Rozdział 161
Punkt widzenia Leonarda
Domy płonęły, gdy płomienie ogarniały dachy, płonąc ułamkiem głębokiej czerwieni, jaskrawego fioletu i bursztynu. Wkrótce czarny dym pochłonął wszystko. Zatrzymałem się, by rozejrzeć się dookoła, patrząc bez wyrazu, jak nasza armia rzuca się między łotrzyków, rozdzierając ich bez żadnych skrupułów. Wiedźmy były zajęte wścibstwem w umysły łotrzyków, mając nadzieję znaleźć jakąkolwiek informację o Mrocznym Kręgu, szczególnie tam, gdzie przetrzymywali moją siostrę i brata.

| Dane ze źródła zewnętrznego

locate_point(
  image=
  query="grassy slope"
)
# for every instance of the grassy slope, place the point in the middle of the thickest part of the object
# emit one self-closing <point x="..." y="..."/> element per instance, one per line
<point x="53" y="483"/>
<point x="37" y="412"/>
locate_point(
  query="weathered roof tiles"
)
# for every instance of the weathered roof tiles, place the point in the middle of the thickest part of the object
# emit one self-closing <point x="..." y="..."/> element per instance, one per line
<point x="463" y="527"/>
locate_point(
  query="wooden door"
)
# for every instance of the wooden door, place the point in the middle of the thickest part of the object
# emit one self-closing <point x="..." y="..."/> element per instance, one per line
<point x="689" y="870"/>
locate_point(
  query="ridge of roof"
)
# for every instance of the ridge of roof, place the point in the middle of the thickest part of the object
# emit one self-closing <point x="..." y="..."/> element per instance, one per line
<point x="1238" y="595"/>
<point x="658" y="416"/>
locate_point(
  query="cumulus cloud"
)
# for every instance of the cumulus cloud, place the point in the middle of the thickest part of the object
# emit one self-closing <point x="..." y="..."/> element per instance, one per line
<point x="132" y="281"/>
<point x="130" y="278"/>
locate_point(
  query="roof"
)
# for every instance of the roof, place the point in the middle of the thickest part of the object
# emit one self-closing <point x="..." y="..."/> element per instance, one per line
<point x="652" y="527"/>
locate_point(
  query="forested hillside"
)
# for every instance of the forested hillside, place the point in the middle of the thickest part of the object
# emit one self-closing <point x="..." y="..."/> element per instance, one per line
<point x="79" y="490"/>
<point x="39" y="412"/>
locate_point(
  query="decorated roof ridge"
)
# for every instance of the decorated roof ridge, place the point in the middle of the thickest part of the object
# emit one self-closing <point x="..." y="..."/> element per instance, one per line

Z bladym wyrazem rozczarowania posłanym mi przez Gwen, wiedziałem, że ten atak ponownie pozostawił nas bez najmniejszej wiedzy o tym, gdzie mogą być moi bracia i siostry. Mój wilk wydał z siebie wyczerpujący warkot. Poczułem, jak gniew i frustracja narastają we mnie jeszcze bardziej, gdy ruszyłem w stronę najbliższego imbecyla, jakiego mogłem znaleźć.